手を振る人々の背には硫黄のにおいが漂う鉱山があり、御用車両の後ろには海浜が広がる。ケヒルシュタインという大都市には、ゲンテンブルクに戻ることを躊躇わせるような自然の美しさと人工の利便性が馴染んでいるように思われた。
「アビスを落としたということは、次はミゼンですか」
「えぇ。ミゼン、を落とせばラ・フォイ、ル・シャズーですか。そこまでは問題なく進軍できるでしょう」
フリッツの問いに、アムンゼンは無表情で答える。車内に副流煙が充満し、ヤニ臭さを運ぶ。道路標識が速度制限の毎時80キールを示すと、車両は滑らかに加速を開始する。
「……リエーフとブローナは河川で繋がれた都市でしたね」
「特にブローナには巨大な河川があり、陸軍による突破は困難を極めます。貴族の邸宅も多くあり、つまり軍事転用可能な魔法を使える部隊も多くある。ペアリス攻略戦前の最後の難関となるでしょう」
「本気で首都を落とすおつもりですか?もう人口を支える穀倉地は十分に確保したように思われますが」
フリッツはハンドルを回して窓を開ける。白く濁った視界が徐々に開けていく。彼は再びパイプを口に含む。気休めの幸福感が全身を駆け巡った。
「我が国の経済は既に戦争無くしては成り立たない段階に入っています。お気づきかと思いますが、私の政策は全てが、戦争による経済回復と発展に収斂していきます。元よりこの道を選んだ以上は、我が国の経済から戦争を外すためには、相応の準備が必要となります」
「今、その準備に取り掛かっているということですか」
メトロポリタンの広く快適な道が続く。両端には以前の交易路にあった石垣が残され、その向こう側には背の高い多年草が生い茂っている。
カペル王国の飛行船も、国境から遠く離れたこの場所までは侵入できない。
「えぇ。カペル王国を無力化しなければ、国防費を経済政策に向けることは出来ませんので」
フリッツがパイプを揺する。御用車両のエンジン音が大きく唸りを上げた。対向車も、ケヒルシュタインで見慣れたワッペンを掲げた車両である。
「戦車が川を越えるには橋が必要でしょう?以前ブローナを訪れた際は、石橋が一本ありましたが」
「戦況の悪化を見越して、そこは解体しているでしょう。一度対岸を含めたブローナ全体を占領し、木造の橋を作るのがよいでしょう」
「ではやはり歩兵を対岸に渡す必要がありますね。機動力の高い歩兵を今から作るというのは、無理筋ではありませんか?」
フリッツは、眼鏡の隙間からアムンゼンを見上げる。その目は、彼の襟首をはっきりと見るために細められた。

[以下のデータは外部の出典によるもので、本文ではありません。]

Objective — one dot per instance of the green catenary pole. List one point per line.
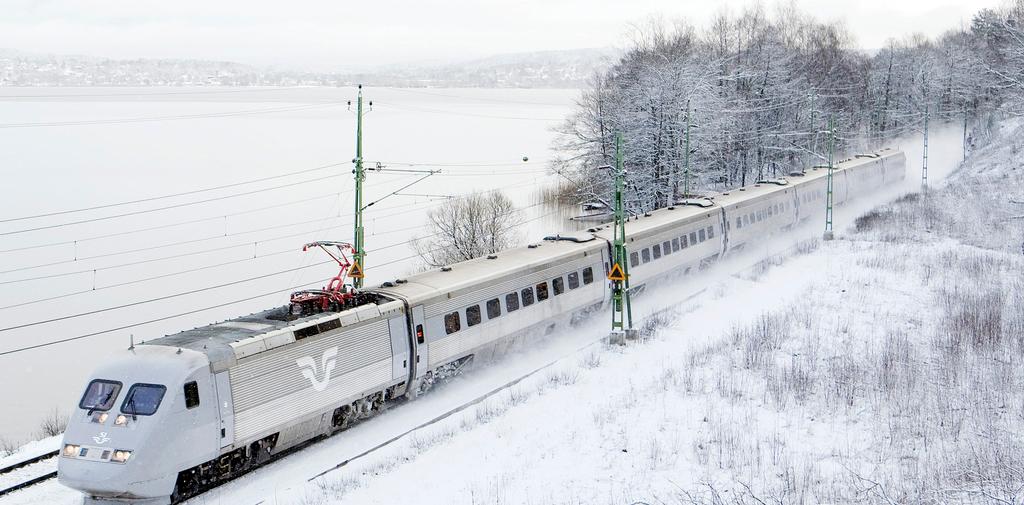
(360, 175)
(924, 160)
(686, 156)
(622, 313)
(828, 191)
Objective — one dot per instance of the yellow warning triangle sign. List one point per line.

窓から真っ白な煙が風に乗って流れていく。車の行路を空中に残すように、白い煙は小さな筋となって、霧深い公道に漂う。
その時、薄い鉄の板で覆われた、黒い御用車両と、自転車に跨る市民がすれ違った。
アムンゼンは通り過ぎていく自転車を一瞥し、一拍置いてフリッツに向き直った。
「いえ。案外うまくいくかもしれません」
フリッツは思わず身震いする。若い猫背の男は確信を持った笑みを浮かべ、深く椅子に座りなおした。

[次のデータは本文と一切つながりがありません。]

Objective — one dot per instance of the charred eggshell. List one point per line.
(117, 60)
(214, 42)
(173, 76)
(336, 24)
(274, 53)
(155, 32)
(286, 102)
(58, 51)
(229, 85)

「現状、ブリュージュへ向かう行路が飛行船による破壊活動で深刻な被害を被っており、車両による運送は困難を伴いますね。その意味で、あれはいいかもしれません。それに、歩兵が使うにもいい」
「あれで川を渡るのですか?どうやって?」
「あれは狭い道も進めるでしょう。それに悪路ならば担いで行ける。そして、何より機動力の向上に燃料が不要と見えます。我が軍にこの上なく有用ではないでしょうか?」
真っすぐな道路の景色は殆ど変わらず、間もなく次の都市へと入場する。苔むした石垣の切れ目から、技術を秘匿するために建てられた市壁が見え始める。
「いずれにしても、ブローナ攻略戦までは時間もある。先ずは国内から前線への輸送に試験的に取り入れてみましょう」
アムンゼンはそこまで言い切ると、寒冷なハンザ地方の夕暮れを見つめる。冠鷲が、茜色に染まり始める空を飛び立っていった。